Lady Day said:So what made for a good husband back then?
The Good Husband's Guide (2006)
This is my personal spin on the Good Wife's Guide published in 1955.
1. If your wife has dinner ready, she probably took great care to plan ahead for this meal. This is her way of letting you know that she has been thinking about you and is concerned about your needs. If you aren't hungry, at least thank her for preparing a good meal and providing you with a warm welcome.
2. How does she look? If she looks haggard and weary and has spots and stains on her clothes, she has most likely had a very difficult day. If she looks refreshed, it is likely because she rushed to finish her housework and then took a few minutes (or more) to appear refreshed when you arrived. Appreciate her efforts either way.

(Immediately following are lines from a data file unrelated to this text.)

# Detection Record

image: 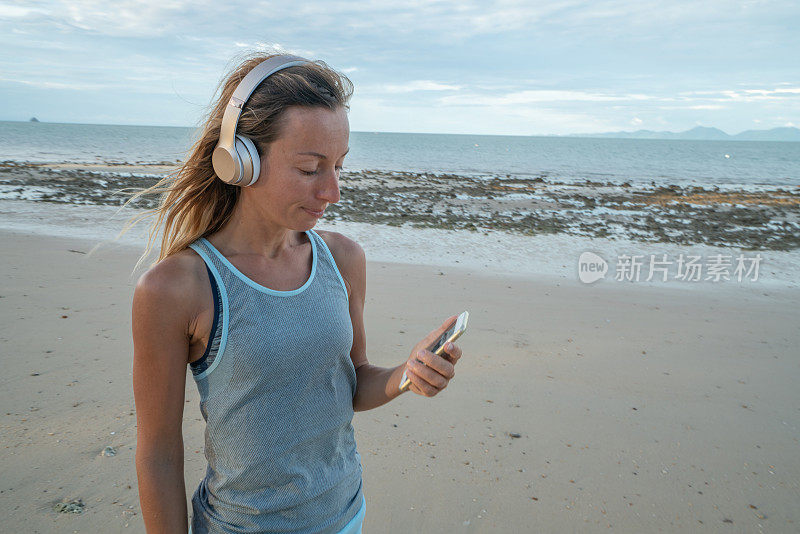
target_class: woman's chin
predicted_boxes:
[297,208,325,228]
[292,218,320,232]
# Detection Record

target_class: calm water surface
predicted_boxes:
[1,121,798,187]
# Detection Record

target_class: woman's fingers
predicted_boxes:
[409,358,450,388]
[414,349,455,378]
[442,342,462,363]
[405,367,441,397]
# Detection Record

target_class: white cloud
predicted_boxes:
[743,88,800,96]
[687,104,726,110]
[0,4,45,17]
[679,87,800,102]
[7,0,209,37]
[0,77,110,91]
[372,80,462,94]
[439,89,652,106]
[245,41,317,58]
[349,95,616,135]
[335,1,578,38]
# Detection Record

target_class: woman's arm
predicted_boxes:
[329,234,405,411]
[132,256,200,533]
[320,232,462,412]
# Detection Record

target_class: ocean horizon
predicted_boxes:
[1,120,799,187]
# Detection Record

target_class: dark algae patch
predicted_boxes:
[2,162,798,250]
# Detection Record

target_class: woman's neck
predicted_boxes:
[210,199,304,260]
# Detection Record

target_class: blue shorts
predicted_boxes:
[188,495,366,534]
[338,494,366,534]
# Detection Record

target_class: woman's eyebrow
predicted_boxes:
[296,148,350,159]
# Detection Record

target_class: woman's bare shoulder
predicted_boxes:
[134,247,208,313]
[314,230,366,296]
[315,230,364,261]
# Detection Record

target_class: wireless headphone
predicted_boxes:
[212,55,309,186]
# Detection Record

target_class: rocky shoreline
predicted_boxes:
[1,161,798,251]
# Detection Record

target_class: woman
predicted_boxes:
[131,53,463,533]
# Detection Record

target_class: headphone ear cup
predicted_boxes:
[234,135,261,186]
[212,144,242,184]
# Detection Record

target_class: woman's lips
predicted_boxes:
[303,207,325,217]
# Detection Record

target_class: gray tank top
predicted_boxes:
[186,230,364,534]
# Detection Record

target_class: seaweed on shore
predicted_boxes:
[1,164,798,251]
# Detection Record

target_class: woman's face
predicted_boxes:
[247,105,350,231]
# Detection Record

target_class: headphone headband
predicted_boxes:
[213,54,309,185]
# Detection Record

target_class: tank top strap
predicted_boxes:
[308,229,348,299]
[188,238,233,286]
[187,238,231,381]
[187,237,239,306]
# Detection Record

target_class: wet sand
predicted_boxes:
[1,228,798,533]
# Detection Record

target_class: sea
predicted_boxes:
[1,120,798,188]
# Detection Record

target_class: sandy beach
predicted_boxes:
[1,190,799,532]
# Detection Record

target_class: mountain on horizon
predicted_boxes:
[568,126,800,142]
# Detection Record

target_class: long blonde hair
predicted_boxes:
[121,52,353,270]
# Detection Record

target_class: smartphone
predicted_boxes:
[399,311,469,392]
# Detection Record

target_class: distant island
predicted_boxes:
[567,126,800,142]
[29,117,39,122]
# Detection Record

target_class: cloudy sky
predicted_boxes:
[1,0,798,135]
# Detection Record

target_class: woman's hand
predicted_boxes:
[403,316,463,397]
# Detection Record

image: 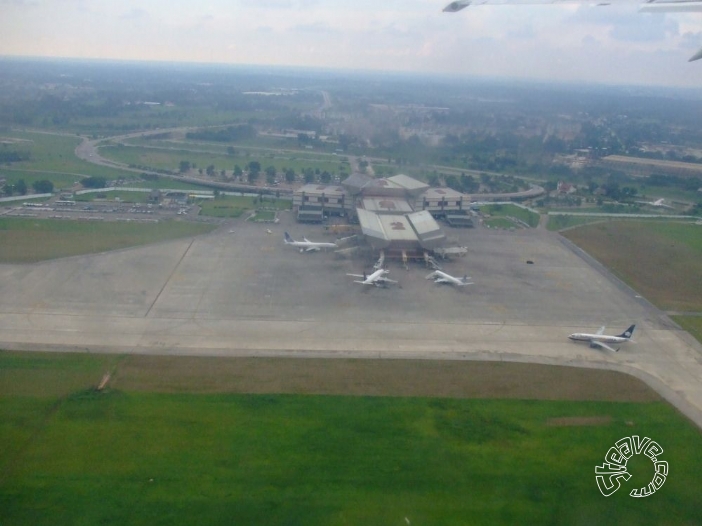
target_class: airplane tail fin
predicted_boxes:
[618,324,636,339]
[284,232,293,243]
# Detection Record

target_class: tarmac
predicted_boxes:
[1,211,701,428]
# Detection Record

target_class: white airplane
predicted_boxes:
[425,270,473,287]
[568,324,636,352]
[635,198,674,209]
[347,268,398,287]
[443,0,702,62]
[284,232,338,252]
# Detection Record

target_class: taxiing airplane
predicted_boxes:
[568,324,636,352]
[284,232,338,252]
[347,268,398,287]
[425,270,473,287]
[635,198,674,209]
[443,0,702,62]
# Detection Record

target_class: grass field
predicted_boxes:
[74,190,151,204]
[484,217,516,229]
[123,178,216,191]
[199,196,291,218]
[100,143,347,178]
[0,218,215,263]
[482,204,540,228]
[546,214,608,231]
[66,108,280,136]
[1,352,700,526]
[248,210,276,221]
[5,131,135,180]
[1,169,81,191]
[671,316,702,343]
[563,221,702,312]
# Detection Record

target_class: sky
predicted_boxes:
[2,0,702,87]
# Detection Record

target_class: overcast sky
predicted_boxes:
[2,0,702,87]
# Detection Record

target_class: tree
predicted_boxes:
[445,175,461,192]
[234,165,243,178]
[206,164,215,177]
[247,161,261,177]
[285,169,296,183]
[303,168,315,184]
[179,161,191,173]
[320,171,332,184]
[82,176,107,189]
[3,184,13,196]
[460,174,479,193]
[15,179,27,195]
[32,180,54,193]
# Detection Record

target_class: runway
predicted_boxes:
[1,213,701,427]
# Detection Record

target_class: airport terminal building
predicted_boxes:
[293,173,476,257]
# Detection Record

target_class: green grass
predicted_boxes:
[482,204,540,228]
[66,109,283,136]
[484,217,516,229]
[1,351,700,526]
[74,191,151,204]
[546,214,605,231]
[562,221,702,311]
[0,169,81,191]
[248,210,276,221]
[100,143,347,177]
[0,218,215,263]
[123,178,216,191]
[4,131,135,180]
[671,316,702,344]
[198,196,290,218]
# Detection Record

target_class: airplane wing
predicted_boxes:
[443,0,702,61]
[378,277,398,284]
[434,278,451,283]
[346,274,365,278]
[590,340,620,352]
[596,326,606,335]
[425,271,439,280]
[446,0,702,8]
[305,246,321,252]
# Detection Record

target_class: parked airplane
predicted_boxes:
[425,270,473,287]
[568,324,636,352]
[635,198,674,209]
[284,232,338,252]
[347,268,398,287]
[443,0,702,62]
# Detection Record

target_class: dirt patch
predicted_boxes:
[112,356,661,402]
[546,416,613,426]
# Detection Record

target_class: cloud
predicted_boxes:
[120,8,149,21]
[609,13,679,43]
[291,22,340,35]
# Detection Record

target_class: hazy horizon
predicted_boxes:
[2,0,702,88]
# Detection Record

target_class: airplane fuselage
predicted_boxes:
[568,333,629,344]
[427,270,472,286]
[286,241,337,250]
[361,269,389,285]
[283,232,337,251]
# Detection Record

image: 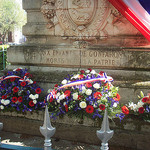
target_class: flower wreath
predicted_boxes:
[124,91,150,121]
[47,69,124,120]
[0,68,45,112]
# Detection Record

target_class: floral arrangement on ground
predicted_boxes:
[124,91,150,122]
[46,68,125,121]
[0,68,45,112]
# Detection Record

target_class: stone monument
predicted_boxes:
[7,0,150,103]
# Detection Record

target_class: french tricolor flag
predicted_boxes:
[108,0,150,42]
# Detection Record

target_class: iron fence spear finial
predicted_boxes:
[97,109,114,150]
[40,105,56,150]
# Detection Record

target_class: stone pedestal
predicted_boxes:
[7,0,150,103]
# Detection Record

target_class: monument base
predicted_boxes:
[7,44,150,104]
[0,112,149,150]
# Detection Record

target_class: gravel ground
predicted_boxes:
[0,131,137,150]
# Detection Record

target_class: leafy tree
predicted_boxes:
[0,0,26,44]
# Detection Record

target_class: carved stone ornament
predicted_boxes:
[41,0,110,40]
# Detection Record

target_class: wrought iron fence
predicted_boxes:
[0,107,113,150]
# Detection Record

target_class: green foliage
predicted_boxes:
[0,0,26,43]
[0,45,9,50]
[0,45,8,70]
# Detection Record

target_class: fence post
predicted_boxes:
[97,110,114,150]
[2,46,5,70]
[0,122,3,145]
[40,106,56,150]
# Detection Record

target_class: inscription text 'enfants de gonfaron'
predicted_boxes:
[37,49,125,67]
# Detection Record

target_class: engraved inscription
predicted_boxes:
[39,49,80,66]
[81,50,125,67]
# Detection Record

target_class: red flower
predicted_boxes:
[2,95,7,99]
[16,68,22,71]
[142,97,149,103]
[25,73,32,78]
[79,74,84,79]
[80,70,85,74]
[139,107,144,114]
[114,93,120,101]
[33,81,36,84]
[18,96,23,102]
[12,97,18,103]
[122,106,129,114]
[49,97,53,103]
[20,81,26,87]
[64,90,71,97]
[86,82,92,88]
[78,95,83,100]
[104,83,110,90]
[13,87,19,93]
[88,68,92,72]
[99,104,105,110]
[10,78,15,82]
[54,84,58,88]
[86,105,94,114]
[29,100,34,107]
[94,92,102,99]
[65,104,68,112]
[35,88,41,94]
[99,71,104,76]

3. Speak to her. She's spent her entire day with the dog and children - none of which can conduct an adult conversation. It will help her to feel connected to the world to speak with another adult.

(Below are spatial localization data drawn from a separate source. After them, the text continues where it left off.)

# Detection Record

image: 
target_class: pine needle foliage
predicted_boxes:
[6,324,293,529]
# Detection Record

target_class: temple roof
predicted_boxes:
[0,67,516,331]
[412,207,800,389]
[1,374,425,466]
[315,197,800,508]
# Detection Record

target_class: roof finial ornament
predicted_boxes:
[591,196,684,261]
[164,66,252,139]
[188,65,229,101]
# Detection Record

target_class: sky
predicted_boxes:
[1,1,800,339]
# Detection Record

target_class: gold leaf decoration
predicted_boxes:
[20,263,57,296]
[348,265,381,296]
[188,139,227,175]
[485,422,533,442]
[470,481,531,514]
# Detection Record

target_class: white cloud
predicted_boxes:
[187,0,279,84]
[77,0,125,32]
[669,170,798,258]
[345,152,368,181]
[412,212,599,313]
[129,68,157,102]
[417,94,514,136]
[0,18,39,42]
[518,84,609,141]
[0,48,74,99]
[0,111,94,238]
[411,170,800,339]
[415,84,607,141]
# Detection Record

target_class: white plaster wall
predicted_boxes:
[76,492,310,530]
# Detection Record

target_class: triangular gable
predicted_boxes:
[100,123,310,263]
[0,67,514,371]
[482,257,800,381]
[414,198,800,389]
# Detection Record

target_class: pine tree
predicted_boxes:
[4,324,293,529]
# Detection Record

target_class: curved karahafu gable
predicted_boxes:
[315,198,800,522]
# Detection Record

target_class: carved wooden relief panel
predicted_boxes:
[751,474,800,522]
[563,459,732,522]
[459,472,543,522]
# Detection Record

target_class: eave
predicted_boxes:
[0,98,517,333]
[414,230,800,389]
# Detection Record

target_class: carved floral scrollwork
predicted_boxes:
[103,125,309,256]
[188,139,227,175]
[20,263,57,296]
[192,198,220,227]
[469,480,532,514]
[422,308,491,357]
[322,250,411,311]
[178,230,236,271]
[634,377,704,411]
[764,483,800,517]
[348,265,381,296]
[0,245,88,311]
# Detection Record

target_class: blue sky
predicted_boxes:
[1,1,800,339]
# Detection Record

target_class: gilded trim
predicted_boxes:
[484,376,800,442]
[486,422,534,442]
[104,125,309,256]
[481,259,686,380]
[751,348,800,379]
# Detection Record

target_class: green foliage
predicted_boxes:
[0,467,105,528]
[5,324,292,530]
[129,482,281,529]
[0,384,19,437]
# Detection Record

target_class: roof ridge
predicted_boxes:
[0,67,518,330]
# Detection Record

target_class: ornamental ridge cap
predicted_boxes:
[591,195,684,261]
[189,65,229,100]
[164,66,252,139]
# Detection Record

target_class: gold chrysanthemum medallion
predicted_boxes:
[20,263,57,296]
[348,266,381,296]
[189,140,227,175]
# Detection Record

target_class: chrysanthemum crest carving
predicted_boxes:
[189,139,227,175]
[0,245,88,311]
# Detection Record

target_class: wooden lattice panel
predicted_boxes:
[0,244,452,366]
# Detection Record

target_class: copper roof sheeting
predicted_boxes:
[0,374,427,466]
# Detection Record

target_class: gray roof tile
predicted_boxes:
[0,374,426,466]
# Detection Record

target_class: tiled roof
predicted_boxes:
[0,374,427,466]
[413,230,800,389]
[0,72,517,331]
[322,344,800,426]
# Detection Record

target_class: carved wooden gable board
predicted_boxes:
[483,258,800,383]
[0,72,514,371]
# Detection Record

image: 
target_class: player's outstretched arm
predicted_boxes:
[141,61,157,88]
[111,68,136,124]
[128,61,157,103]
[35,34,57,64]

4. Is the house clean? Children play and make messes - that is their job. If the house is clean, appreciate the effort she made to clear away the clutter. If not, understand that other things might have come up and she may not have had time to pick up.
5. If the children are clean and happy to see you, realize that she must have taken an effort to clean them up. (Clean is not a child's natural state.)
6. Greet her with a warm smile, a kiss and ask her how her day was. You don't really have to listen, but at least pretend you are.
7. She may have a dozen important things to tell you and understands that the moment of your arrival is not the time. You may not think she could have anything important to say, but take some time between your daily dump and hockey playoffs to listen to what she has to say.
8. Try to understand that her world has its own strains and pressures and she needs quiet time just as much as you do. (If you doubt this, try doing her job for a day.)
9. Her goal is to try to make sure your home is a place of peace, order and tranquility. If it isn't, understand that she had to spend the whole day in it - you got to be away from it.
10. Don't greet her with complaints and problems.
11. Don't complain if she's late in preparing dinner or even if she asks you to pick up take-out on the way home. Count this as minor compared to what she might have gone through that day.
12. Allow her to be comfortable. Let her lean back in a comfortable chair or lie down in the bedroom while you spend some time with your children. She could use the break and they can always use your attention.
13. Don't yell. Speak in a low, soothing and pleasant voice.
14. Don't ask her questions about her actions or question her judgment or integrity. Remember, she is tasked with managing the entire household, maintaining the house and grounds, budgeting, paying bills, shopping, cooking, cleaning and caring for your children. It is a very serious job to her and she will always carry out her duties with fairness and truthfulness. You have no right to question her.
15. A good husband always realizes how lucky he is to have a wife that takes care of him, his castle and his little princes and/or princesses.
carebear said:If Little Johnny can't read, that's Mommy's fault. If there's no electricity, so Johnny can't see to read. That's Daddy's fault.
Elaina said:I do all the finances here, as well.
Because there's less money when only one works, he leaves it all to me because I have a better knack at being cheap. He wants me to go out and be able to shop, and he can't seem to ever be able to have enough money left over to give to me to do that. So it makes him feel better to say "you spent how much for all these groceries?!" and I sneak in fabric or shoes and he pretends not to notice them (because let's be honest, how can you NOT notice this fuchsia, aqua, black, yellow tweed that appears admist the grey, blue and sea foam green fabric on the table? Or the fact I haven't worn the same pair of shoes in a week?)